Produksi kopi turun paling tajam



JAKARTA. Produksi kopi Indonesia terus melorot. Dibandingkan dengan negara-negara penghasil kopi lain, produksi kopi tanah air menurun paling tajam.

Persoalan iklim menjadi penyebab rendahnya produktivitas kopi nasional. Selain itu, proses penanganan pasca panen yang lemah membuat produksi kopi berkurang.

International Coffee Council (ICC) mencatat, produksi kopi dunia tahun 2014 turun hingga 4,6 juta bags (1 bags sekitar 60 kilogram) menjadi 137,4 juta bags atau turun 3,2% dari produksi tahun 2013 yang menembus 142 juta bags.


Di antara negara produsen kopi sejagat, Indonesia tercatat memiliki tingkat penurunan produksi paling tinggi, yakni 23%. Bandingkan dengan kompetitor seperti Brazil yang hanya kehilangan produksi 7,8%, Uganda sebesar 5,5%, dan Peru sebesar 21,6%. Produksi kopi Indonesia turun dari sekitar 11,6 juta bags pada tahun 2013 atau setara 696.000 ton menjadi tinggal 9 juta bags atau sekitar 540.000 ton pada tahun 2014.

Pranoto Soenarto, Wakil Ketua Asosiasi Ekspor Kopi Indonesia (AEKI) menjelaskan, terdapat sejumlah faktor yang membuat produksi kopi Indonesia merosot tajam.

Pertama, kualitas bibit kopi yang rendah sehingga hasil produksinya ikut rendah. Kedua, kurangnya pupuk dan cara pengelolaan pasca panen yang salah karena petani belum memiliki standar baku pengolahan.

Ketiga, selama ini, kopi masih dijadikan sebagai sampingan usaha dan bukannya sebagai mata pencarian utama petani. "Pemilik kebun kopi kebanyakan adalah pegawai yang menyambi sambil menanam kopi. Saat panen datang, mereka tidak mengelolanya tapi menjual langsung biji kopi," katanya, Rabu (1/4).

Kondisi ini tentu berimbas ekspor kopi di Indonesia yang kian pahit. Kementerian Pertanian (Kemtan) mencatat volume ekspor biji kopi tahun 2014 turun 39% menjadi 384.000 ton dari 534.000 ton pada tahun 2013. Meskipun, secara nilai ekspor mengalami kenaikan dari US$ 1 miliar menjadi US$ 1,1 miliar.

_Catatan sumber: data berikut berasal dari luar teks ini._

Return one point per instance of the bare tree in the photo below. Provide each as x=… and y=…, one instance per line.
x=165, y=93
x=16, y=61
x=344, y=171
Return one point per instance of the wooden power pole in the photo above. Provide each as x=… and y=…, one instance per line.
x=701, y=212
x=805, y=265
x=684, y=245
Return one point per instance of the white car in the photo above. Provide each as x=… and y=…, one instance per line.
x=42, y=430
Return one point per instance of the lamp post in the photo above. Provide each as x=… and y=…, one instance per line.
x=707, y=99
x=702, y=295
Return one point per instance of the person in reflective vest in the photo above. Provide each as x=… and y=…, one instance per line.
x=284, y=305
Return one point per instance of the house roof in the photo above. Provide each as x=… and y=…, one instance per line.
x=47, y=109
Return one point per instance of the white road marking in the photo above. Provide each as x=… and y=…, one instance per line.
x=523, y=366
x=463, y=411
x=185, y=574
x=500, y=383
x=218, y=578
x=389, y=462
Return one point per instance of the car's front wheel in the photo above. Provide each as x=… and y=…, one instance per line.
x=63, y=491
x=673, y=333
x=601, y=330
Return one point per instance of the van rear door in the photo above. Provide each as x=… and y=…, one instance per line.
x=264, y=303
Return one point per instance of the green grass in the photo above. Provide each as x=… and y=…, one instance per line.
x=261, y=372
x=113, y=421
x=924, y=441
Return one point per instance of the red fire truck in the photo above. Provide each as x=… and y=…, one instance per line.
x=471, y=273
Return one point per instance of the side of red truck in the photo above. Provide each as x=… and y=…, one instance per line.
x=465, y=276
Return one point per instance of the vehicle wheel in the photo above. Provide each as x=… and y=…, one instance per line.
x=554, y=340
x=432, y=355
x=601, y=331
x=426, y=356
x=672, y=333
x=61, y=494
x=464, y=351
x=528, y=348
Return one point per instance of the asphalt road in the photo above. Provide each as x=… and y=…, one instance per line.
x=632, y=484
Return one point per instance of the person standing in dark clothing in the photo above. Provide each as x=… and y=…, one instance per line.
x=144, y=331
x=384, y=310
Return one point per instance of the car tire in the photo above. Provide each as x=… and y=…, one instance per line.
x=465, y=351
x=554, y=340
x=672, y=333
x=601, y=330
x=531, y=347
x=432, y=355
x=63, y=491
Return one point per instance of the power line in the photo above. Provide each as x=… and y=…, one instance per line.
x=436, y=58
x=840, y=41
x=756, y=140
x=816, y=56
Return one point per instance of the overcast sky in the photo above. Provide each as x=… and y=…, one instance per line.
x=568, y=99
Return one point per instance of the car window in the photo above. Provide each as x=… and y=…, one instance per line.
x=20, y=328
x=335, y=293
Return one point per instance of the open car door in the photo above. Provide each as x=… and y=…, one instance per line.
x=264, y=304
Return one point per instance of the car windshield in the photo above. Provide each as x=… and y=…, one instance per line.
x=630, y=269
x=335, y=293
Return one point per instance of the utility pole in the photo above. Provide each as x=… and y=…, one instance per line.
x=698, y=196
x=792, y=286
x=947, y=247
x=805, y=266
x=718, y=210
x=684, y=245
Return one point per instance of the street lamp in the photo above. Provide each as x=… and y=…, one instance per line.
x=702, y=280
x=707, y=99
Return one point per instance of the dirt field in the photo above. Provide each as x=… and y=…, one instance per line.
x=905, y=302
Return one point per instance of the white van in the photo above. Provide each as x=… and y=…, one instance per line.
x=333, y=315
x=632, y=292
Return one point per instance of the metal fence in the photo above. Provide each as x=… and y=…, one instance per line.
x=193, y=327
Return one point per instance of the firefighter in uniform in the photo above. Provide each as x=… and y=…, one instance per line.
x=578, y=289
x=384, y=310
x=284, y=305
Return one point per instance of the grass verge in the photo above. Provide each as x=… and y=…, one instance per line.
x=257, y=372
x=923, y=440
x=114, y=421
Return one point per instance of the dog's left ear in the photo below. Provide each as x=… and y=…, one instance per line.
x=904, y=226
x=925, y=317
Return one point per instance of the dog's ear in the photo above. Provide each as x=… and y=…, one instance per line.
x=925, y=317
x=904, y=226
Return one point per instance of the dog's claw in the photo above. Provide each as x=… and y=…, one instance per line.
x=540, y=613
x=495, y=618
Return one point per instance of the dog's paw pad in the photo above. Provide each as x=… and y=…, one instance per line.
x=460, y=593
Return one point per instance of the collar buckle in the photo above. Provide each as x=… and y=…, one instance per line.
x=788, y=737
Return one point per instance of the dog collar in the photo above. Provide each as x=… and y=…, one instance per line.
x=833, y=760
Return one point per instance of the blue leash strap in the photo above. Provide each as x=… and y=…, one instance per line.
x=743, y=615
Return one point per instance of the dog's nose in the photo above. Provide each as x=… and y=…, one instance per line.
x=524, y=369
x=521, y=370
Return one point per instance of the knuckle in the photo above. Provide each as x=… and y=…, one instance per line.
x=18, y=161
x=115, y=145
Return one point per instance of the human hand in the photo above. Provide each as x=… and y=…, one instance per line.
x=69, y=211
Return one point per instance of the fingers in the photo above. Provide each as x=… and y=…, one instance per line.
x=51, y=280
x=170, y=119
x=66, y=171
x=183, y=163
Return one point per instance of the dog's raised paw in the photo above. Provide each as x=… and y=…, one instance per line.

Tahun ini, produksi kopi ditargetkan mencapai 600.000 ton dan sebanyak 80% diperuntukkan untuk pasar ekspor. Sisanya, sekitar 20% untuk pasar lokal.

Konsumsi meningkat

Menurut hitungan AEKI, tahun ini bakal terjadi kekurangan pasokan kopi dunia. Konsumsi kopi tahun ini bakal naik 1,8% menjadi 149 juta bags dari tahun lalu yang mencapai 147 juta bags.

Kenaikan terjadi karena prediksi datangnya musim dingin yang lebih panjang di Amerika Utara, Amerika Serikat, Jepang, dan Uni Eropa. Artinya, kekurangan pasokan kopi dunia tahun ini bisa mencapai 7 juta bags.

Walaupun terjadi defisit pasokan, namun harga kopi justru turun. Kondisi ini terjadi karena devaluasi nilai tukar mata uang negara produsen kopi terhadap dollar Amerika Serikat (AS), termasuk Brasil, Kolombia, dan Indonesia. Selain itu, tahun ini stok kopi dunia dinilai masih mencukupi untuk memenuhi kebutuhan.

Meski pasar ekspor kopi tengah lesu, konsumsi kopi dalam negeri justru meningkat. Hal tersebut terlihat dari angka konsumsi kopi Indonesia yang naik menjadi 1,03 kilogram (kg) per kapita pada tahun lalu dari sebanyak 800 gram per kapita pada tahun 2013 silam.

Yusni Emilia Harahap, Direktur Jenderal Pengolahan dan Pemasaran Hasil Pertanian (P2HP) Kementerian Pertanian mengatakan, konsumsi kopi Tanah Air makin tinggi. Hal ini terbukti dengan makin banyaknya produk kopi yang menandakan letak geografis.

Sejak tahun lalu, sudah mulai bermunculan produksi specialty coffee, seperti kopi luwak dan kopi organik untuk pasar premium.